President Michel Temer took advantage of his Christmas message broadcast Sunday night to once again urge congress to approve his controversial pension reform plan.
Referencing the recent approval of pension reform in neighboring Argentina, he insisted the issue is not “ideological or partisan” — but rather a “question of the future of the country” to “guarantee pensioners of today and tomorrow their pensions.”
The centerpiece policy of scaling back pensions has been met with dismay by most Brazilians — but it is considered vital to bring the country’s deficit under control.
However, lawmakers have been reluctant to support unpopular measures with the 2018 election on the horizon.

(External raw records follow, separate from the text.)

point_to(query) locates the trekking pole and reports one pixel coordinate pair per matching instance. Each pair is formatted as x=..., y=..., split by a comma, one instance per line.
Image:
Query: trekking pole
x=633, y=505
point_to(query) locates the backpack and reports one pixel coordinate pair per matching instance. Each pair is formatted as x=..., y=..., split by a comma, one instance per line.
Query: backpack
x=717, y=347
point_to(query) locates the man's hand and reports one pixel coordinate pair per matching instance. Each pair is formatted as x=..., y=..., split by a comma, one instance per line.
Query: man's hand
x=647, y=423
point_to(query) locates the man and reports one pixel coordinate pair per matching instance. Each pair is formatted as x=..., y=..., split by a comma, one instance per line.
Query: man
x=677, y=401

Around 10 days ago, the vote was postponed until next year — in a move opposing the president.
“In a short space of time, we got the economy in order, came out of recession and we have interest rates lower than recent years,” he said.
The GDP of Latin America’s largest economy rose 0.6 percent in the first nine months of 2017 compared to the same period in 2016 after two years of recession — which saw GDP shrink 3.5 percent in 2015 and 3.6 percent in 2016.
The rise did not boost Temer’s popularity, however, with 71 percent of Brazilians expressing disapproval in a recent poll.
“We don’t adopt populist models, nor do we hide from reality,” Temer said, adding his government does not wait for “miracles.”